昨年のウランラッシュは、新規鉱山の開発が長期にわたり進捗せず、CO2を出さない電力源として原子力発電への関心が再び高まった結果、需要が供給を上回ったという単純なケースだった。
また、ウクライナ戦争に加え、米国で最近起こった3つの出来事が、ウランと核燃料サイクルへの関心を高めている。
原子力に再度注目が集まるきっかけになった最初の出来事は、先週、ジョージア・パワー社のボーグル原発4号機の稼働が始まったことである。それに続きワシントンでは、新世代の原子力発電所の建設を加速させる法律が超党派の政治家たちによって支持された。
かつて論争の的となった原発に対する注目は、ロシア産ウランの輸入を禁止する法案が米上院で可決されたことでより一層高まった。この禁止令が施行されると、2027年末までの猶予期間ののち、米国の電力各社は国内またはカナダやオーストラリアなど他の供給国からの燃料調達に移行することになる。
こうした米国での動きと時を同じくして、ロシアによる核兵器の演習実施の可能性が報じられ、ウクライナを支援する西側諸国に対して同国が短距離戦術核兵器を使用するかもしれないという脅威が重なった。
多くの観測筋は、ロシアが核兵器使用に訴えることはないと確信しているが、プーチンは、米国がロシア産ウランを禁止したことに不快感を示し、先制的に独自の禁止措置を講じた。

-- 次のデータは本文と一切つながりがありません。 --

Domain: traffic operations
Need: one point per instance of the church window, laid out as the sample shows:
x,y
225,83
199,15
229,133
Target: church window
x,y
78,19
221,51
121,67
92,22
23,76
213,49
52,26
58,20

投資銀行のレポートによれば、ロシアのウラン輸出が早期に停止されれば、供給が大幅に不足し、ウラン価格が現在の1ポンドあたり92ドルから150ドル以上に上昇する可能性があるという。
モルガン・スタンレーは先週、プーチンが核兵器の演習を予定していると報じられる前に発表していた顧客向けメモで、米国の輸出禁止措置はウラン価格にとってプラスに働く一方、ロシアへの報復的な輸出禁止措置のリスクは「予想より早く市場を引き締めるだろう」と述べた。ロシアが独自に米国へのウラン出荷を禁止する可能性は、ウクライナの最新動向により高まっている。
ウラン価格に追い風
シティグループは、前年同期の1ポンドあたり53ドルから、1ポンドあたり92.40ドルへと74%上昇し、ここ2週間でも7%上昇したウラン価格にとって、米国の禁止令は確実に追い風になると述べた。この禁止令がどれほど早く発効されるかは、今後のウラン価格に大きな影響を与えることになる。
シティグループは「ロシアによる報復と(ロシア自身による)輸出禁止の可能性は、ウラン価格に不安定さをもたらすことになる。それを踏まえた私たちの楽観シナリオでは、今年の平均価格は1ポンドあたり121ドル、2025年には同151ドルになると見ている」と述べている。
来年のウラン価格がシティの目標価格である151ドルに達すると仮定すれば、2007年に記録した140ドルの史上最高値を更新することになる。